Learning Fine-Grained Grounded Citations for Attributed Large Language Models
This addresses the issue of suboptimal citation quality and limited verifiability in attributed LLMs, offering an incremental improvement over existing methods.
The paper tackles the problem of hallucinations in attributed large language models by introducing FRONT, a training framework that teaches LLMs to generate fine-grained grounded citations using supporting quotes, resulting in a 14.21% average improvement in citation quality with LLaMA-2-7B.

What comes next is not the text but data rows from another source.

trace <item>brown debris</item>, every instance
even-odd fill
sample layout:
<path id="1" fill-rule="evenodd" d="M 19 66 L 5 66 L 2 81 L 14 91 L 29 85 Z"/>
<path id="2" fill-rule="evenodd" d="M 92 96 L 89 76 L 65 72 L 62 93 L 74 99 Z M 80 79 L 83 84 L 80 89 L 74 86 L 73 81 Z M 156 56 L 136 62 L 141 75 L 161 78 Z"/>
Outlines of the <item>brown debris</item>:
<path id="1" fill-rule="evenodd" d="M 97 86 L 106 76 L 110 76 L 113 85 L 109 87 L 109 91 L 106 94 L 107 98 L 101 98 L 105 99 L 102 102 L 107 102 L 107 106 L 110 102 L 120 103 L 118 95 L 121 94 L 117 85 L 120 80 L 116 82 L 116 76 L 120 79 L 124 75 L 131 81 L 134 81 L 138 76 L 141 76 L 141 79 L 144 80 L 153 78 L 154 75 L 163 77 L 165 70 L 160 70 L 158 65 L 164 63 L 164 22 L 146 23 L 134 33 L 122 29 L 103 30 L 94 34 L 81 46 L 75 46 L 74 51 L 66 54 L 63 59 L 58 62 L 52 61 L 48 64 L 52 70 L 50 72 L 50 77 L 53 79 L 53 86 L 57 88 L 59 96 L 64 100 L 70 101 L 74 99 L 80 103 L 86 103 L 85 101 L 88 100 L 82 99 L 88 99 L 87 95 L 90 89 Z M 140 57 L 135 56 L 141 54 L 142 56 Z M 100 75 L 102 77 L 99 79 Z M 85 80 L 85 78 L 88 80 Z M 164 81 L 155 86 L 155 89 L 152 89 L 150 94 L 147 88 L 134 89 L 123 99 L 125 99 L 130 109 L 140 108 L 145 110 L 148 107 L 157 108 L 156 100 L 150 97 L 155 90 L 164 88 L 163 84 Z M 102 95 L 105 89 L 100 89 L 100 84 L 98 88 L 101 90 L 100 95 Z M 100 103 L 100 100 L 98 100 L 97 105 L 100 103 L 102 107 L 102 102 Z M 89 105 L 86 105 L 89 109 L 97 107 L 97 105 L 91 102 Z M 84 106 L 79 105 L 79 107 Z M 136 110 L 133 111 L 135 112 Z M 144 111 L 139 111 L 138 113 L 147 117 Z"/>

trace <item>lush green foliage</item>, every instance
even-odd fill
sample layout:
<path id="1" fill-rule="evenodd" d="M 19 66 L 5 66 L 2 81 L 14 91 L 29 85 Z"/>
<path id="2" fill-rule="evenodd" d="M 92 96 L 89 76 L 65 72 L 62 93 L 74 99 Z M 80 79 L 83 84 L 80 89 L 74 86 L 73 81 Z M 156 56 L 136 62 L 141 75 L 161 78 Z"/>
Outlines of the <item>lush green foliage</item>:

Despite the impressive performance on information-seeking tasks, large language models (LLMs) still struggle with hallucinations. Attributed LLMs, which augment generated text with in-line citations, have shown potential in mitigating hallucinations and improving verifiability. However, current approaches suffer from suboptimal citation quality due to their reliance on in-context learning. Furthermore, the practice of citing only coarse document identifiers makes it challenging for users to perform fine-grained verification. In this work, we introduce FRONT, a training framework designed to teach LLMs to generate Fine-Grained Grounded Citations. By grounding model outputs in fine-grained supporting quotes, these quotes guide the generation of grounded and consistent responses, not only improving citation quality but also facilitating fine-grained verification. Experiments on the ALCE benchmark demonstrate the efficacy of FRONT in generating superior grounded responses and highly supportive citations. With LLaMA-2-7B, the framework significantly outperforms all the baselines, achieving an average of 14.21% improvement in citation quality across all datasets, even surpassing ChatGPT.